Freezing, thirsty, and hungry, they came forth and reminded us of poverty in our midst. Needy people were always among us but often overlooked, like the sparrows in the bushes and trees. If they didn’t ask for anything, how were we to know? Our indifference as a community wasn’t intentional. No, but it shamed us all the same.
I wish this story had an unqualified happy ending. I wanted to report in the newspaper that the community pitched in to find the couple a new home, established an account in their name, and allowed them to live out their days in happiness. Many people wanted these good things to happen for them.
But, the system doesn’t work that way, however much we want it to. The bird people, who had fallen through the cracks once, disappeared into the great maw of Official Government Benevolence.
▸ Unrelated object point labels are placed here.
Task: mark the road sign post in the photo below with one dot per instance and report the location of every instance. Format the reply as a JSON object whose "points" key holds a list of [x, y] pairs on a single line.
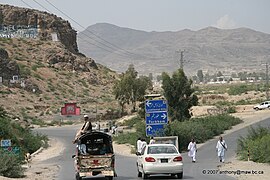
{"points": [[156, 117]]}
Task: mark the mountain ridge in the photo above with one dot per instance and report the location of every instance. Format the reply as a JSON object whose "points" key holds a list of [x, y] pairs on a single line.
{"points": [[209, 49]]}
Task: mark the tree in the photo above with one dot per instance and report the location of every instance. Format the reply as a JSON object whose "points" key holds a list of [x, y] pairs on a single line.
{"points": [[121, 93], [179, 94], [200, 75]]}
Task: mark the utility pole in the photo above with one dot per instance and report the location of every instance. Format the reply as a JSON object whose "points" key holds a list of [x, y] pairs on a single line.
{"points": [[267, 82], [181, 61]]}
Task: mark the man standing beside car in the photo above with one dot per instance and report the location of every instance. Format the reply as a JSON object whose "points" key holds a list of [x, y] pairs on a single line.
{"points": [[221, 148], [192, 149]]}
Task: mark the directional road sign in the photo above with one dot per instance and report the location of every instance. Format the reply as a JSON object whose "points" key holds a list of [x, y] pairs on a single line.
{"points": [[5, 142], [155, 105], [155, 130], [156, 118]]}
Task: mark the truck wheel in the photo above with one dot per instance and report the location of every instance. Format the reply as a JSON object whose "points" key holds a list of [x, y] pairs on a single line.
{"points": [[78, 176]]}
We heard they were separated, and the old woman soon died.
I know one thing. In that warm fire station truck bay, grown men looked at the pair and saw in them a reflection of our failure.
“What if we’d been given a chance to help them?” wondered Charlie, the grocery store owner. “What if we’d known they were out there and could have intervened?”
It was a failure we all felt and regretted for years.
So, this Christmas, when you pass a Salvation Army bell-ringer or hear of a local coat drive, drop something in the bucket… buy a child a coat… and don’t forget that the poor are always among us in Appalachia. Sometimes, they are like the little birds, easy to miss in the hustle and bustle, drab colored and on the fringe of our happy holiday awareness.
But their bright eyes dart expectantly, even when they have no reason to think they’ve been noticed.